If you are Charedi, then it would be helpful to look at the Hashkafos of Modern Orthodox and try and understand them. And if you are Modern Orthodox it would be just as helpful to try and understand Charedi Hashkafos. There is just too much blindness about the value of any other views other than your own.

I tend to see value in both sides of an issue - even as I see problems in both. I know that the great Centrist  leader,  Rav Aharon Lichtenstein respected great Charedi leaders like Rav Yitzchok Hutner and Rav Sholmo Zalman Auerbach. I believe the reverse is true as well. Even though they disagreed Hashkafically.

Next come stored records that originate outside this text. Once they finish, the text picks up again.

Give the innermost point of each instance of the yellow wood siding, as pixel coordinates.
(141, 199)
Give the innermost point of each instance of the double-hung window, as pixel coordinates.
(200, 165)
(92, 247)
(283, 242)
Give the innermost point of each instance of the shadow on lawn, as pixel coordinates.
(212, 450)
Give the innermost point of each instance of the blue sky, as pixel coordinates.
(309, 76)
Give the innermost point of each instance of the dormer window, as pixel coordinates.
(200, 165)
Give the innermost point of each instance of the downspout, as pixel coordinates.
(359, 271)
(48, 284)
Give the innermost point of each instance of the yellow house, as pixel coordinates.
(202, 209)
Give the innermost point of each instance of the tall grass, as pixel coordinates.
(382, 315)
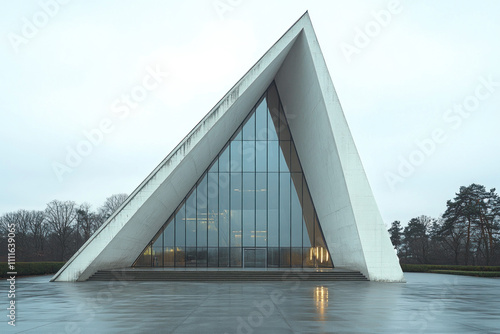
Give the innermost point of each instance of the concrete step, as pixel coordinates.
(226, 275)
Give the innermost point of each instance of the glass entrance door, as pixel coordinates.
(254, 258)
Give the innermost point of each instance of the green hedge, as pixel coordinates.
(426, 268)
(32, 268)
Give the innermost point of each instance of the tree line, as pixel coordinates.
(56, 233)
(468, 233)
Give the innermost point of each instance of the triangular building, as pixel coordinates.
(270, 178)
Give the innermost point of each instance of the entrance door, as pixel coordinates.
(254, 258)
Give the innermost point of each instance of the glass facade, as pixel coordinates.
(251, 208)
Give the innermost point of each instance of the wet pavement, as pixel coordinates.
(427, 303)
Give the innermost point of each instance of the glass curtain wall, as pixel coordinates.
(251, 208)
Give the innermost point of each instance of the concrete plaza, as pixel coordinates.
(427, 303)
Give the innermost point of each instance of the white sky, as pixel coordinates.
(64, 77)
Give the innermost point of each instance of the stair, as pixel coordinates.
(224, 275)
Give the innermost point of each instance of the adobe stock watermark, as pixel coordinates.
(363, 37)
(453, 119)
(222, 7)
(30, 27)
(121, 108)
(266, 308)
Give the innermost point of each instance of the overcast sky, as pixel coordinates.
(419, 83)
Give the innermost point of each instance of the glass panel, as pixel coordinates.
(224, 160)
(261, 209)
(213, 257)
(284, 156)
(273, 113)
(284, 132)
(224, 257)
(308, 218)
(158, 251)
(294, 158)
(260, 257)
(249, 127)
(191, 219)
(224, 209)
(144, 259)
(296, 218)
(296, 257)
(236, 156)
(180, 226)
(273, 257)
(168, 234)
(191, 257)
(246, 198)
(215, 167)
(285, 257)
(273, 154)
(261, 156)
(201, 212)
(261, 121)
(308, 257)
(248, 209)
(213, 209)
(238, 134)
(318, 236)
(201, 257)
(284, 210)
(324, 260)
(249, 156)
(249, 258)
(236, 260)
(180, 256)
(272, 210)
(235, 221)
(168, 257)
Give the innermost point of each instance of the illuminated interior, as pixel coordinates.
(251, 208)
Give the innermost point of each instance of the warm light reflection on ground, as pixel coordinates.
(321, 301)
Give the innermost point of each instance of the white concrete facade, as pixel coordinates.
(352, 225)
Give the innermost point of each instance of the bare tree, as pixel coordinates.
(87, 221)
(61, 217)
(111, 204)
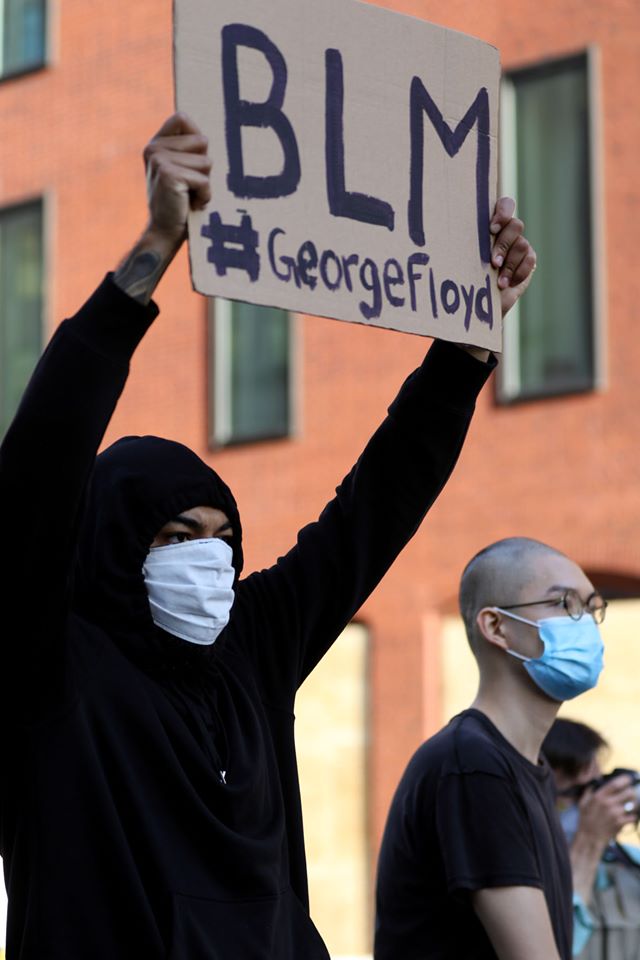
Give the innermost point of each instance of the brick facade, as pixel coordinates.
(564, 470)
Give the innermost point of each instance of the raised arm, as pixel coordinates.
(48, 453)
(307, 598)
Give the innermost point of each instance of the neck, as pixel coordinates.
(522, 716)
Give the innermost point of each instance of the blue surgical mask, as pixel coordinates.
(571, 661)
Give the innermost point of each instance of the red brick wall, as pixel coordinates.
(565, 470)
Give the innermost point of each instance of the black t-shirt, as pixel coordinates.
(470, 812)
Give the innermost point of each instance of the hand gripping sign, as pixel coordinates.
(354, 162)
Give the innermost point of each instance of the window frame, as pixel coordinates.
(508, 390)
(24, 70)
(219, 399)
(45, 201)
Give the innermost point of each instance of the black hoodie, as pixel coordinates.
(150, 805)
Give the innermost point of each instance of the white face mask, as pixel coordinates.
(189, 586)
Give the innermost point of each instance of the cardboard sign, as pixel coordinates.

I only wish there were more leaders like them today. Unfortunately I think the trend is away from that as the world of Orthodoxy becomes more polarized than ever. That is clearly reflected in the discussion that took place on Sruli’s Facebook page as it is almost daily between people commenting on my posts.

My hat is off to both Alex Fleksher and Shoshanna Keats Jaskoll  (who said ‘you’re such a mensch’ after reading Alex’s  lengthy comment from which I excerpted above). If we could all do that, Achdus may actually be possible some day.